HW acceleration: buffer stride and transform list

LVGL start to appear on more powerfull platforms that often contains various accelerators for drawing, or image manipulation in general. From simple 2D DMA-like BLIT engines up to VG or even 3D GPU. Many of them require buffer start address to be aligned on certain boundary, as well as buffer width and height. Currently the stride concept is not supported in LVGL. Is this feature planned in near future? It seems like this is more complex change in buffer handling that will impact all SW rendering algorithm. Change itself is straight-forward, but the impacted area si very wide.

Another heplfull feature to be added is to have complete buffer description accessible in low level drawing layers. This can be used for HW to do the rotation, recoloring, blending, color keying etc. Is this feature planned? Currently the image header and transform description is available at the top of the stack only, it is not propagated down through the SW render engine.

Is it not possible to copy the buffer provided by LVGL to a properly-aligned address first? I think some platforms use special, dedicated DMA buffers for transactions like these.

It is already possible to have buffer at aligned address (at least images with LV_ATTRIBUTE_MEM_ALIGN, I’m not sure about the buffers allocated at runtime), so this is not a problem. Copying data will take time and RAM as-well. The idea is about having buffer of 128 px width, with information that only 100 px is usable data. 100 px is real width, 128 is stride. Memory is wasted here, but some HW can’t avoid this. So, a generic solution would use " buffer width alignment" as an option, e.g.:

// disp_buf_first += disp_w;
// map_buf_first += map_w;
disp_buf_first += disp_stride;
map_buf_first += map_stride;
. . . 
const lv_img_dsc_t img_cogwheel_rgb = {
  .header.always_zero = 0,
  .header.w = 100, // <--- real image width 
  .header.stride =  112, // <--- width aligned to 16 px 
  .header.h = 100,
//  .data_size = 10000 * LV_COLOR_SIZE / 8, 
  .data_size = stride * height * LV_COLOR_SIZE / 8, // <--- size takes stride
  .header.cf = LV_IMG_CF_TRUE_COLOR,
  .data = img_cogwheel_rgb_map,

For platforms not using any special HW, alignment can be 1, equal to real width. For platforms with special HW, alignment can be set according requirements. With this, any buffer can be accessed correctly by special HW as well as SW rendering algorithms.

I think it is worth to mention that even software rendering algorithms do not always like unaligned memory buffers. E.g. on some system simple memcpy() may cause hard fault when used to copy unaligned buffer.
Maybe LVGL already takes this into account. Please confirm.

By default we use a custom memcpy implementation that should correctly handle unaligned buffers.

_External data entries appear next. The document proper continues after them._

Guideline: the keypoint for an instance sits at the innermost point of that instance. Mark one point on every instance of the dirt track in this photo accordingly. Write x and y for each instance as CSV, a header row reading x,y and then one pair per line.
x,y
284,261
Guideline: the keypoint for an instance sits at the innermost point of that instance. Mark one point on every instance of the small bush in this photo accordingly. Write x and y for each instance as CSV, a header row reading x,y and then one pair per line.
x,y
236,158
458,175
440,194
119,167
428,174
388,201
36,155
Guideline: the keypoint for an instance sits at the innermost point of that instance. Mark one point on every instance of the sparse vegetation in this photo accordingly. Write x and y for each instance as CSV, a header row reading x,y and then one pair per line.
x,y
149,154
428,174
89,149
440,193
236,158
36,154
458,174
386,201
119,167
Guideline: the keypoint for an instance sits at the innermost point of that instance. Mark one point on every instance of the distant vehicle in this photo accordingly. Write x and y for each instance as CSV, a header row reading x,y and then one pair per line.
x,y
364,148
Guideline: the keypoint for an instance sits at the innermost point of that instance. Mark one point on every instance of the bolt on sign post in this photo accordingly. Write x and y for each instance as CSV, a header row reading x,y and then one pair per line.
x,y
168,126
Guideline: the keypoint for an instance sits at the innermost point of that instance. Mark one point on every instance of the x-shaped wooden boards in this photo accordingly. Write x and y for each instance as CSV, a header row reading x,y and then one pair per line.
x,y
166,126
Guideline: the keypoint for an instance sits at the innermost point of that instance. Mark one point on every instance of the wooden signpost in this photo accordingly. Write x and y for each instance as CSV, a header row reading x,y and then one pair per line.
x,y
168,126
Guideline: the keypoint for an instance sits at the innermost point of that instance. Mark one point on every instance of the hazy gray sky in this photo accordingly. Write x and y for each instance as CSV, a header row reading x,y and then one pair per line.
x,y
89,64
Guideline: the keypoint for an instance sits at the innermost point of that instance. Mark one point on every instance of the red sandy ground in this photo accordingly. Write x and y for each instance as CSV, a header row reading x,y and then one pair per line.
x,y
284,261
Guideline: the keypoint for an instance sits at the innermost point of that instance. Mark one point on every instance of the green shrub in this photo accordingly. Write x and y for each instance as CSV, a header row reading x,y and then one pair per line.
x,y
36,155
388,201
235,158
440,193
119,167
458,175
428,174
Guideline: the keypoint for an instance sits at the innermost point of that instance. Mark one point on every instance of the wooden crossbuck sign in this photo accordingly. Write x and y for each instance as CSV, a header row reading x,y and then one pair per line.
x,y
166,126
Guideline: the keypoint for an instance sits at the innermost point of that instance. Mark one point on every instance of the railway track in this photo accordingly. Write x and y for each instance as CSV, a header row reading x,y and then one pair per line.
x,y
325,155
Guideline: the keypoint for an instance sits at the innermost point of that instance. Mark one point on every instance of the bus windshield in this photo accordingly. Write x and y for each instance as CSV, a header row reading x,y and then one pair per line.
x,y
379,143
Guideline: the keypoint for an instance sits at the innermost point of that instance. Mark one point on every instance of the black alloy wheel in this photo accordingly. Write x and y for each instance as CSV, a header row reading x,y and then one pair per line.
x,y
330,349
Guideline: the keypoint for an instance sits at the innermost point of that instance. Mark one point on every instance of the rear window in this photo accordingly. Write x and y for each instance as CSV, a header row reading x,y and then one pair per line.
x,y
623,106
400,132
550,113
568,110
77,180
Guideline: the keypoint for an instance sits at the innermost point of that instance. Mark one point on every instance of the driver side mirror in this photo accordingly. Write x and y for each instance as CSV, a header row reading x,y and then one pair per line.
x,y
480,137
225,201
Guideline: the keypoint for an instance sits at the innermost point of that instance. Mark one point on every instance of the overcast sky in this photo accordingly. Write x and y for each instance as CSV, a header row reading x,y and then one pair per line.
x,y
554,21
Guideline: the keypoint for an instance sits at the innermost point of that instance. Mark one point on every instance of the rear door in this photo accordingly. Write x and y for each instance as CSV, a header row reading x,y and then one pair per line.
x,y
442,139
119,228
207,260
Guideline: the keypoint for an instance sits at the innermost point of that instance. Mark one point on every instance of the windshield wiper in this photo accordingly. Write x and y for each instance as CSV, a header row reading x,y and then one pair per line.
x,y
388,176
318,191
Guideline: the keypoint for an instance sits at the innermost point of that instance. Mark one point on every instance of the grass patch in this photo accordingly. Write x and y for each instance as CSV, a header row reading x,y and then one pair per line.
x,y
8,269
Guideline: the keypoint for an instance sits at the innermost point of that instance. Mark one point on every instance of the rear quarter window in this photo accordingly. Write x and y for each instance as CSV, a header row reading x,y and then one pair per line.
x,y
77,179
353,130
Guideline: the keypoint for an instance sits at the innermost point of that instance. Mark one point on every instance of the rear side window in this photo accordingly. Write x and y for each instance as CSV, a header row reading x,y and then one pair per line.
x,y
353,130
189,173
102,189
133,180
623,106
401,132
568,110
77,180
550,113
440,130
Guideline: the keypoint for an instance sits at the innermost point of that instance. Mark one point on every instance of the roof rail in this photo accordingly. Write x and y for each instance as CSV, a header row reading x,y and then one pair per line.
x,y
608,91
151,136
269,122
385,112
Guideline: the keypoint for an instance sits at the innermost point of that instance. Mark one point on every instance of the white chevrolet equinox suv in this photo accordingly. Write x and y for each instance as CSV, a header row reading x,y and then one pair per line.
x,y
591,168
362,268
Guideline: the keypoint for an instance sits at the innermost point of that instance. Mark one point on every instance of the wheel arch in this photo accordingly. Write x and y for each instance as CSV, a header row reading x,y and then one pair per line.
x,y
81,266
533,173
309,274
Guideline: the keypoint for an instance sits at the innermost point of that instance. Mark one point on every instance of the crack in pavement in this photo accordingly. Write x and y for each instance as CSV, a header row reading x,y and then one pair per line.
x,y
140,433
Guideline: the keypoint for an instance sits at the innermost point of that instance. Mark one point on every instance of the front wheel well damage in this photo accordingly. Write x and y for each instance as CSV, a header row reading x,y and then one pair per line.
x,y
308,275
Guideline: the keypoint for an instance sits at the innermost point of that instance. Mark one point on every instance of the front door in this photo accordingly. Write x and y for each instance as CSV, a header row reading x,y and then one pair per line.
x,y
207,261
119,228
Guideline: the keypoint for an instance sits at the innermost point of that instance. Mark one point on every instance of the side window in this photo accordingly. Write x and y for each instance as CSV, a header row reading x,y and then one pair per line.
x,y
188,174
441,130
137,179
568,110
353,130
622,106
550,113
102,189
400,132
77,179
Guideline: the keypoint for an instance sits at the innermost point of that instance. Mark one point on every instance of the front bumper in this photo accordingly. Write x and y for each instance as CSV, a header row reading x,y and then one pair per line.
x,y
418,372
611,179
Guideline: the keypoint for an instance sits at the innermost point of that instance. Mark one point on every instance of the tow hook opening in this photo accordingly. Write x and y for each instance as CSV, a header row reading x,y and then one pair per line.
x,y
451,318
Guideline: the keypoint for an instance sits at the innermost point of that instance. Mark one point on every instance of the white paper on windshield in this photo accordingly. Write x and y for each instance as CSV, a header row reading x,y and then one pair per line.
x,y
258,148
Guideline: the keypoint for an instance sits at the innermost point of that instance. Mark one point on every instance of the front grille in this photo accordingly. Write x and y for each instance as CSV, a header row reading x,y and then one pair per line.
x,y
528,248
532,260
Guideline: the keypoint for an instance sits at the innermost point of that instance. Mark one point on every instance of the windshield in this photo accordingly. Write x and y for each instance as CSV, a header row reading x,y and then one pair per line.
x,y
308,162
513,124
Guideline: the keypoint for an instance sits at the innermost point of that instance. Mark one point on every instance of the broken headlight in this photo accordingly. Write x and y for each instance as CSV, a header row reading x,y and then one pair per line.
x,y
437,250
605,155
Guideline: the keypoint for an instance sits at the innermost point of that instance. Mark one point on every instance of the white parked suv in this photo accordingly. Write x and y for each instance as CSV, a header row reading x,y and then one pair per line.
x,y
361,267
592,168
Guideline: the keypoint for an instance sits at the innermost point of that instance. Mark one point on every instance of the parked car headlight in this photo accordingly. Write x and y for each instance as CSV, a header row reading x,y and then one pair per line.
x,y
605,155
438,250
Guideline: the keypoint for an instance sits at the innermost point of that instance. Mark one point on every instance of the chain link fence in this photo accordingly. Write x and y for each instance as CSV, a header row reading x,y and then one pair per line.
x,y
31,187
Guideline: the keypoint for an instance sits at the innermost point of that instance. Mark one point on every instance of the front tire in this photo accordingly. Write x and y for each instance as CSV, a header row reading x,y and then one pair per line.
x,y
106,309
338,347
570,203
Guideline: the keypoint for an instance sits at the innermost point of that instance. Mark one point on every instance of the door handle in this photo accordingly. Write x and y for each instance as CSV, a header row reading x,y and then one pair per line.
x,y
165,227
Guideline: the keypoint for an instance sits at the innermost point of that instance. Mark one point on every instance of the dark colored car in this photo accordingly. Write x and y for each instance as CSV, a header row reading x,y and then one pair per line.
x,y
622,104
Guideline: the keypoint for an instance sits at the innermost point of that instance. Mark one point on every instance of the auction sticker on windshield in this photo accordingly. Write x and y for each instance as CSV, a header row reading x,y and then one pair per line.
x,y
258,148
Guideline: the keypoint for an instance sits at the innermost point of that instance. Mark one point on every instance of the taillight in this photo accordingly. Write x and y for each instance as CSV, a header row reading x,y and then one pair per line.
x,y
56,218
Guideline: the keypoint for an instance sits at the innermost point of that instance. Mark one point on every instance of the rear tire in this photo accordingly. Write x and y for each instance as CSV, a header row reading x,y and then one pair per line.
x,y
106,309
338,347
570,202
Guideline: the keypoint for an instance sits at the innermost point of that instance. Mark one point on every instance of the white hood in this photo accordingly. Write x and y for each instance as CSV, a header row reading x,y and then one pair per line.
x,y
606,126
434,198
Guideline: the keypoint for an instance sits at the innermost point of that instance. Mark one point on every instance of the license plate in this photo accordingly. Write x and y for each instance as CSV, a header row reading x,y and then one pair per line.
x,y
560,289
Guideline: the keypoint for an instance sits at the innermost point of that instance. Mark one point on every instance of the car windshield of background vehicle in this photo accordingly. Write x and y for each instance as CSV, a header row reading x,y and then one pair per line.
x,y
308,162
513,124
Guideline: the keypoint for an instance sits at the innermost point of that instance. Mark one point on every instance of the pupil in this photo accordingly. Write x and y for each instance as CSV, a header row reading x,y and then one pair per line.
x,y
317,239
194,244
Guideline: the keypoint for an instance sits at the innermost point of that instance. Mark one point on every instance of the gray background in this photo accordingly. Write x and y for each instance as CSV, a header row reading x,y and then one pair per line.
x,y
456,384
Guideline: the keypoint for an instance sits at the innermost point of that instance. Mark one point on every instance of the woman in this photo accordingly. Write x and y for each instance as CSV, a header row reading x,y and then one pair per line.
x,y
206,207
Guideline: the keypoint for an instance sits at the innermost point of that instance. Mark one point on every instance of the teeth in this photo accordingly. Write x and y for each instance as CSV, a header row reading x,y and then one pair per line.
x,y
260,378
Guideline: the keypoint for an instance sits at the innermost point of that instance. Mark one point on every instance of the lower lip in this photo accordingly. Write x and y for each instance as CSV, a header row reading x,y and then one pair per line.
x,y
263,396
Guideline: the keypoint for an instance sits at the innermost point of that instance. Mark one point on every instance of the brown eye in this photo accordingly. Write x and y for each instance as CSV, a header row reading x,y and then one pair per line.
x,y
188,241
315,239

I have seen a case when it did not. The problem seems to be known.

Were you using 7.0+ when this happened? 6.1 did not include this version of memcpy.

I am talking about memcpy() in general, e.g. used in my_disp_flush() function.
I run into hard faults testing this function when buffer was unaligned (area width was odd).

Anyway, using DMA2D for buffer transfer with indexed colors requires aligned buffer.
Is there any way to make sure the buffer is aligned, that is, area width passed to my_disp_flush() function is a multiple of four?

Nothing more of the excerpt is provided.